Wednesday, January 30, 2013

A matter of temperature

Minus 25C- gray and starting to snow. Minus 28C yesterday, bright, sunny and cold. Walking in the ravine, with the the scintillating ice crystals on the snow surface and the sharp clear cold was wonderful. They say it will be plus two by the weekend. The temperature oscillations this winter are beyond my experience….drastic changes over 24 hours, or within two or three days. It makes me wonder how plants, animals, people, can adapt. This face of climate change is emerging as a key pattern… unpredictability of weather, and drastic shifts, spatial heterogeneity in the pattern of temperature and precipitation. Such shifts are stressors: winter thaws followed by hard freezes make it hard for caribou to paw through the snow to uncover the “reindeer moss” lichens they eat below. Moose find it difficult to walk through snowpacks with several crusts buried within them. Warm days in fall followed by sudden hard freezes can interfere with dormancy mechanisms in plants….similarly in the spring, where if plants break dormancy too soon and open their leaves, they may then be hit by frost, or a late season fall of wet snow can break limbs and inflict serious damage on trees.
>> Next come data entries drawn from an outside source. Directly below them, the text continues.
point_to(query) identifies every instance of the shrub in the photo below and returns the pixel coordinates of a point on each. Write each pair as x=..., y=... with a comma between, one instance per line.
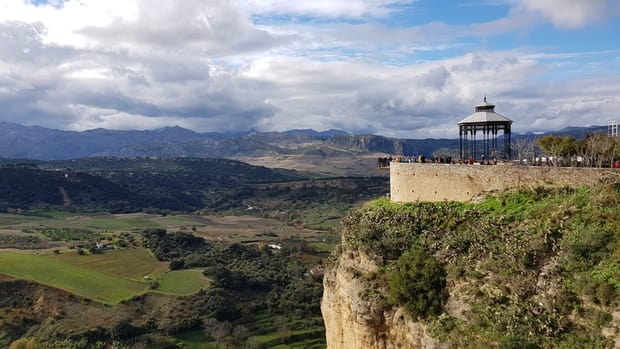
x=418, y=283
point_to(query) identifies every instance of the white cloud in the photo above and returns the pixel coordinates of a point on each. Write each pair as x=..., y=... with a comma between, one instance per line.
x=326, y=8
x=571, y=13
x=205, y=65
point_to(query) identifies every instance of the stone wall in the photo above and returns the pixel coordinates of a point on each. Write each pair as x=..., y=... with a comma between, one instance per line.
x=437, y=182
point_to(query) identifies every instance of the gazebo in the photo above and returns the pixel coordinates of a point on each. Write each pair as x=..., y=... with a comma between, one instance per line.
x=486, y=123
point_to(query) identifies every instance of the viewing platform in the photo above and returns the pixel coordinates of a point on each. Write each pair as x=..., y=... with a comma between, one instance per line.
x=410, y=182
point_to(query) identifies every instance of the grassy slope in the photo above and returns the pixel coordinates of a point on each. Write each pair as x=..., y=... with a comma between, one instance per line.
x=108, y=278
x=183, y=282
x=498, y=251
x=48, y=270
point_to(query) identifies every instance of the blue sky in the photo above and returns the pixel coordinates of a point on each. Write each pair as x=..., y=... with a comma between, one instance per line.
x=401, y=68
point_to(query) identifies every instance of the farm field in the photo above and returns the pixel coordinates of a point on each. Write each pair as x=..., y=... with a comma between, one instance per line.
x=182, y=282
x=89, y=283
x=221, y=228
x=108, y=278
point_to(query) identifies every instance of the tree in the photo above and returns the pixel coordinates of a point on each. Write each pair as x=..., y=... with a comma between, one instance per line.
x=418, y=283
x=557, y=148
x=25, y=343
x=523, y=148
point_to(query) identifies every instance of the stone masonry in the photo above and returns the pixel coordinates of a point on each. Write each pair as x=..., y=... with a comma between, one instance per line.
x=411, y=182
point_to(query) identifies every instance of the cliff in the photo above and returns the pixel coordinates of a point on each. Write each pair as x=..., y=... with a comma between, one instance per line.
x=533, y=268
x=355, y=321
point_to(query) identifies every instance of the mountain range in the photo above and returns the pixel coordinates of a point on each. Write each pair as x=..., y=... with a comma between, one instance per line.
x=35, y=142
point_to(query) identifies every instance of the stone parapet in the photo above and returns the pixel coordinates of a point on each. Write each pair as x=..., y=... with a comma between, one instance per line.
x=411, y=182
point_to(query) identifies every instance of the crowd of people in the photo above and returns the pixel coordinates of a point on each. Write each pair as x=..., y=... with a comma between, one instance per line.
x=384, y=162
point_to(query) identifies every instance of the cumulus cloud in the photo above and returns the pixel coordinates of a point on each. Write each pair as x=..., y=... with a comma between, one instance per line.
x=210, y=65
x=327, y=8
x=571, y=13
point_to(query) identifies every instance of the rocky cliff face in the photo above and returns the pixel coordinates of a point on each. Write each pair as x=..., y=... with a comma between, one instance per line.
x=353, y=319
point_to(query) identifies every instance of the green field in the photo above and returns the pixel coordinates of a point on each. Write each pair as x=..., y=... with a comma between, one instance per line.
x=182, y=282
x=85, y=282
x=107, y=278
x=132, y=263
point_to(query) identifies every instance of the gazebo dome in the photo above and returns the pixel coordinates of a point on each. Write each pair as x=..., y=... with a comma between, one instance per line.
x=487, y=122
x=485, y=114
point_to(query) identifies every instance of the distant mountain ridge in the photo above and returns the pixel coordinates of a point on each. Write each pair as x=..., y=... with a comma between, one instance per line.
x=35, y=142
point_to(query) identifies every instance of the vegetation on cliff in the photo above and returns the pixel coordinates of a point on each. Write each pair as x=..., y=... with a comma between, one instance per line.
x=535, y=268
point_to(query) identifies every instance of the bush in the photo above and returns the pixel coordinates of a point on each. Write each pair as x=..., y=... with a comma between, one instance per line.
x=418, y=283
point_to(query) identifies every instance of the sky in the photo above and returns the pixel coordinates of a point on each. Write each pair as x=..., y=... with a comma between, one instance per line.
x=398, y=68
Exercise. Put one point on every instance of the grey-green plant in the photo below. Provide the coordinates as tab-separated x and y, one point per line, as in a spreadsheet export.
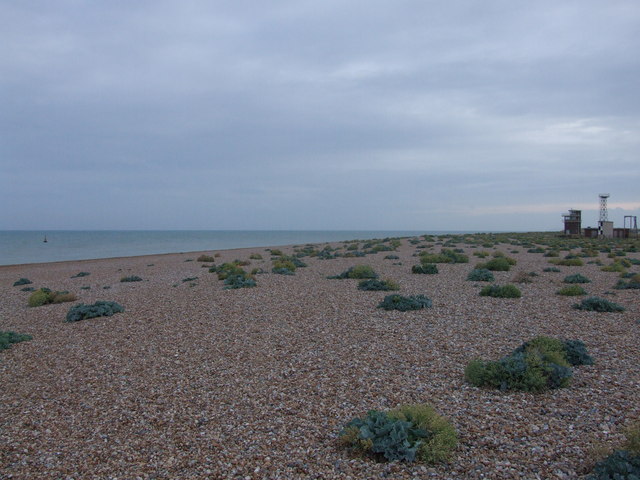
403	304
598	304
98	309
408	433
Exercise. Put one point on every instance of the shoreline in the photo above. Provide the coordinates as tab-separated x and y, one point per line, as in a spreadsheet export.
195	381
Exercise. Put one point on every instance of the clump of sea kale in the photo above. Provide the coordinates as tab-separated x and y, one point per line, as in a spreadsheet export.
403	304
426	268
132	278
45	296
98	309
408	433
7	338
540	364
598	304
359	271
501	291
373	284
480	275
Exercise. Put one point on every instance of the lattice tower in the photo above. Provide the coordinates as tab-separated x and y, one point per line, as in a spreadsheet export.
604	215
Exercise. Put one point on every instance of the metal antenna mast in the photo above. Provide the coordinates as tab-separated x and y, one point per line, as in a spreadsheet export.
604	215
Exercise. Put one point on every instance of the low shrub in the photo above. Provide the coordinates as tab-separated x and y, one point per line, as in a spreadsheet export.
98	309
598	304
382	285
239	281
445	256
44	296
540	364
572	291
398	302
81	274
428	269
480	275
408	433
576	278
567	262
359	271
498	264
132	278
614	267
501	291
7	338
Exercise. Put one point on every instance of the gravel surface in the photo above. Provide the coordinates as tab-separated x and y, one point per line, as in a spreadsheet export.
194	381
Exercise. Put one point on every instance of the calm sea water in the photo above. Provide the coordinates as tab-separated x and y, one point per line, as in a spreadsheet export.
18	247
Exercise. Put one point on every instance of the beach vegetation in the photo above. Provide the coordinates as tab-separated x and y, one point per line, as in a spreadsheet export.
572	291
98	309
358	271
403	304
446	255
7	338
81	274
480	275
576	278
239	281
498	264
381	285
501	291
44	296
132	278
426	268
538	365
409	433
598	304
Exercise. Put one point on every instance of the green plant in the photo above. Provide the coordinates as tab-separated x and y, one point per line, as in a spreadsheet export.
534	366
411	432
98	309
359	271
598	304
7	338
81	274
572	291
498	264
445	256
133	278
373	284
44	296
398	302
504	291
239	281
576	278
480	275
428	269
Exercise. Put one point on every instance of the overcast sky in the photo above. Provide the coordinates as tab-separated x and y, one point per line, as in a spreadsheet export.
421	115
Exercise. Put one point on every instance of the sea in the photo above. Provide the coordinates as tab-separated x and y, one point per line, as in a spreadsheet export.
29	246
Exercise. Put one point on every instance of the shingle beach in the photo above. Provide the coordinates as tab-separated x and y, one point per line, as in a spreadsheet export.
193	381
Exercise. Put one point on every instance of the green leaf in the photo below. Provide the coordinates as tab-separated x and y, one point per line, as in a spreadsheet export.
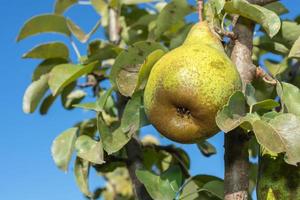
48	50
206	148
81	171
46	66
295	51
172	14
218	5
89	149
277	7
202	187
113	141
284	130
62	5
165	186
64	74
127	64
80	34
146	68
267	18
62	148
46	104
291	98
34	93
44	24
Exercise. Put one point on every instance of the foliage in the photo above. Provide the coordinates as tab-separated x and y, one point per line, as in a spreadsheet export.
148	29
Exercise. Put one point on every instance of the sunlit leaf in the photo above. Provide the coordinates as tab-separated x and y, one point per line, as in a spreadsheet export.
89	149
48	50
161	187
44	24
295	51
81	171
62	148
62	5
267	18
62	75
34	93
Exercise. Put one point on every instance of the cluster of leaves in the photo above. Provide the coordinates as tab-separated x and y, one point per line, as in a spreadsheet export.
149	29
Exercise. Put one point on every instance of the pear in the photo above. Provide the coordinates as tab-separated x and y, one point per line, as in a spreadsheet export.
188	86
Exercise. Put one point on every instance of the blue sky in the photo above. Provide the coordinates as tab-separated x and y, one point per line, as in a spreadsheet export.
27	171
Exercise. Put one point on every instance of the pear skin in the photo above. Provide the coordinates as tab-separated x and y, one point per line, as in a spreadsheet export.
188	86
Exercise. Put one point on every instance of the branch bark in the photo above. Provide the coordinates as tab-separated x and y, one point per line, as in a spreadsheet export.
133	148
236	156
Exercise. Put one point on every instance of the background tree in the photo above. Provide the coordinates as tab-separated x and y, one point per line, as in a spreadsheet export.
263	119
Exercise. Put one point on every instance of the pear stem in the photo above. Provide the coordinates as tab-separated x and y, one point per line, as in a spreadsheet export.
200	9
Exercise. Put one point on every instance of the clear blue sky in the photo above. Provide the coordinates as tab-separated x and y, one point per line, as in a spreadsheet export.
27	171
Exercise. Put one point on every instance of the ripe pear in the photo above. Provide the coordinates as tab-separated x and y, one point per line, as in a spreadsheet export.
188	86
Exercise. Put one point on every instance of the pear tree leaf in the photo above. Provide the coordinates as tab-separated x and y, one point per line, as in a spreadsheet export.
277	7
171	14
89	149
34	93
79	33
62	5
46	66
127	64
46	104
44	24
146	67
295	51
206	148
164	186
202	187
290	97
64	74
81	171
48	50
113	141
284	130
267	18
62	148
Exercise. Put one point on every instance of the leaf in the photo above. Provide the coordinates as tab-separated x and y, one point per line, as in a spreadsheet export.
295	51
34	93
206	148
78	33
44	24
46	66
232	114
64	74
62	148
81	171
284	130
89	149
202	187
48	50
290	97
277	7
161	187
171	14
47	102
62	5
146	67
267	18
127	64
114	141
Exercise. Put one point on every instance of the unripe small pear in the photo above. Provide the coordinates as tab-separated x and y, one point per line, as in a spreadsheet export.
188	86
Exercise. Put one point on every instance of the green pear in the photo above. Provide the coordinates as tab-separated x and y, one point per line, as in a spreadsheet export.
188	86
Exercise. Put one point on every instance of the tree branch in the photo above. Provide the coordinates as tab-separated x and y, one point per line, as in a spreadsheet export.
133	147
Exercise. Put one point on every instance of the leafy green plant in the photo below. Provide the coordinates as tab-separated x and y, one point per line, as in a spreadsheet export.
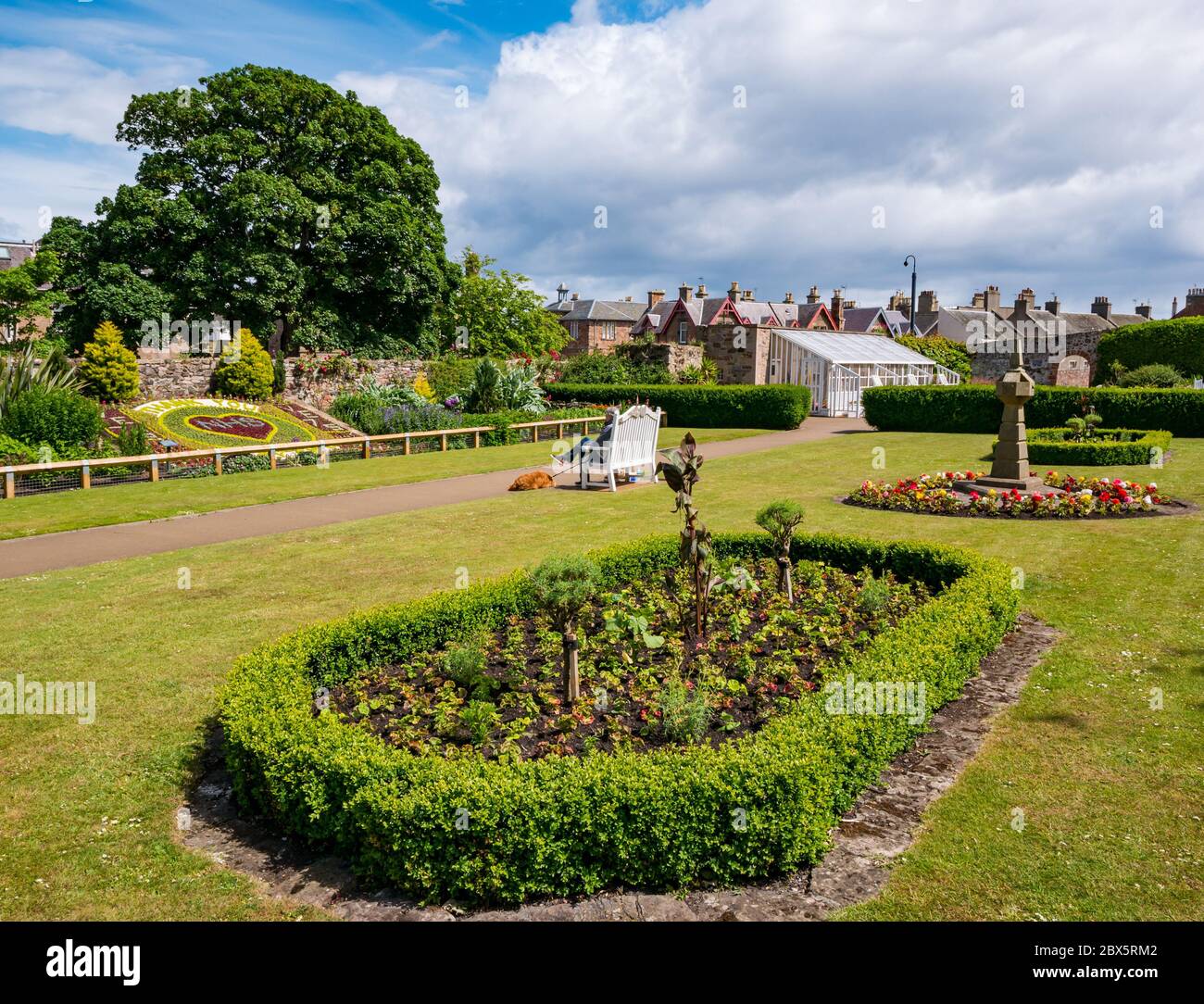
108	366
681	472
480	718
60	418
245	370
23	370
685	711
781	519
562	587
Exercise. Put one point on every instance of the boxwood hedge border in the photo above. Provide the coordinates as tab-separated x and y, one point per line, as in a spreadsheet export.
1048	446
578	824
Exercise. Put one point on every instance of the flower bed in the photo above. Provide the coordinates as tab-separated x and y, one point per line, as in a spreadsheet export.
1079	497
203	422
1111	446
505	831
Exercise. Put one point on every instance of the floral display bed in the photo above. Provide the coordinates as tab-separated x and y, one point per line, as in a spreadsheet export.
1070	497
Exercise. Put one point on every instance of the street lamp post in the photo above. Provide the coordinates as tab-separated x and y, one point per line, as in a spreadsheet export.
911	312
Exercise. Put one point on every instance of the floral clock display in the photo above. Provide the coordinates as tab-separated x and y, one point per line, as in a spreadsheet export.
203	422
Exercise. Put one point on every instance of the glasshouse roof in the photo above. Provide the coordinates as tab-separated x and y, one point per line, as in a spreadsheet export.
844	346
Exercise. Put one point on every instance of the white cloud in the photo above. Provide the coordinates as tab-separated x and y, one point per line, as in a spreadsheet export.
906	107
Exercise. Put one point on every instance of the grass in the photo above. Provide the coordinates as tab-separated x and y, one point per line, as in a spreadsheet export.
49	513
1110	788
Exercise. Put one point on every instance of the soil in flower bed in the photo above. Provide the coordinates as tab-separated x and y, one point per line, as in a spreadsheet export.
642	685
1070	497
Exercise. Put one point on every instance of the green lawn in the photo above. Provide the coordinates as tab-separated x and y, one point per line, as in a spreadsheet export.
125	503
1111	790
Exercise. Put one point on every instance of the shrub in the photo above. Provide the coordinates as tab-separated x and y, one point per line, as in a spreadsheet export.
723	406
109	369
1178	342
946	352
567	826
1107	446
60	418
245	370
1152	374
974	408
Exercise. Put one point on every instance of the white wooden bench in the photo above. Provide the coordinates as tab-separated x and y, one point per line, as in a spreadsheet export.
631	446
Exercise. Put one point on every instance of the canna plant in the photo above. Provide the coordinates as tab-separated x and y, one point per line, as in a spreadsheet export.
779	519
564	586
681	473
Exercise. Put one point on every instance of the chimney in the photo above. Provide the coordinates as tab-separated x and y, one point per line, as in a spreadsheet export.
838	308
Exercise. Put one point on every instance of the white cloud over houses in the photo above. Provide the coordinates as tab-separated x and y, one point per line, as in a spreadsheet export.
1020	144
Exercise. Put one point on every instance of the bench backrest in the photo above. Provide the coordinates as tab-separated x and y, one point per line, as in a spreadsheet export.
633	441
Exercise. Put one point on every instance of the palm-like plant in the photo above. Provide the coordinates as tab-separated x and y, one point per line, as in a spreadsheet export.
779	519
22	370
564	586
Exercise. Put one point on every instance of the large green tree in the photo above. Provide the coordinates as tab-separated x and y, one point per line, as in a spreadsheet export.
495	313
273	200
25	295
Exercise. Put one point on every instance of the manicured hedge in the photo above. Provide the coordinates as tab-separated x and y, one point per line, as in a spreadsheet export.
974	408
1178	342
1115	446
706	406
565	826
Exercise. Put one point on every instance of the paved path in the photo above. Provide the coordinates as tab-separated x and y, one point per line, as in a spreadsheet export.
44	553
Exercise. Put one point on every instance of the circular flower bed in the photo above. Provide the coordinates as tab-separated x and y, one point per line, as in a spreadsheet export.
483	826
1078	496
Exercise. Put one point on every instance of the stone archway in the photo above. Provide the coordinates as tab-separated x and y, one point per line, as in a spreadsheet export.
1072	370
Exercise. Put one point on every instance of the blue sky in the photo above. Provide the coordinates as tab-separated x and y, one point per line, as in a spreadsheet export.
773	143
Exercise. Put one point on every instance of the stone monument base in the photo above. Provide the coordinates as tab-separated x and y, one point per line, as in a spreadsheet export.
1023	485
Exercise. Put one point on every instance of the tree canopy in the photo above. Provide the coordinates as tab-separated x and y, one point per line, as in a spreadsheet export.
270	199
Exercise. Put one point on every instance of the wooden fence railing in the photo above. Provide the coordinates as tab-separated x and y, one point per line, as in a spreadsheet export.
151	467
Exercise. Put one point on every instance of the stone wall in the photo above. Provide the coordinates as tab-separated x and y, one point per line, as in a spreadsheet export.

Organisms that can tolerate unpredictable change, that have wide amplitude in their habitat parameters, will survive. Anything that requires exactness and predictability in timing of change will be hard hit. Resilience is key… A Gwich’in friend once said, “Our Elders tell us never to plan. Because you never know what’s going to happen.” She then went on to comment ruefully that it was difficult with jobs to be flexible, and take advantage of opportunities… something I feel myself in a small way when it’s a perfect day to ski, but I have a meeting on the calendar that keeps me inside in a windowless room staring at projected powerpoints glaring on the screen. For travelling on the land, responding to the right combination of snow conditions and temperature is more important. As our structures become ever more bureaucratized and removed from the natural world, I worry about our ability to perceive and respond to change. Inertia is strong. The weather may change quickly, but our institutions change slowly, and are not well coupled to changes outside the socio-economic system.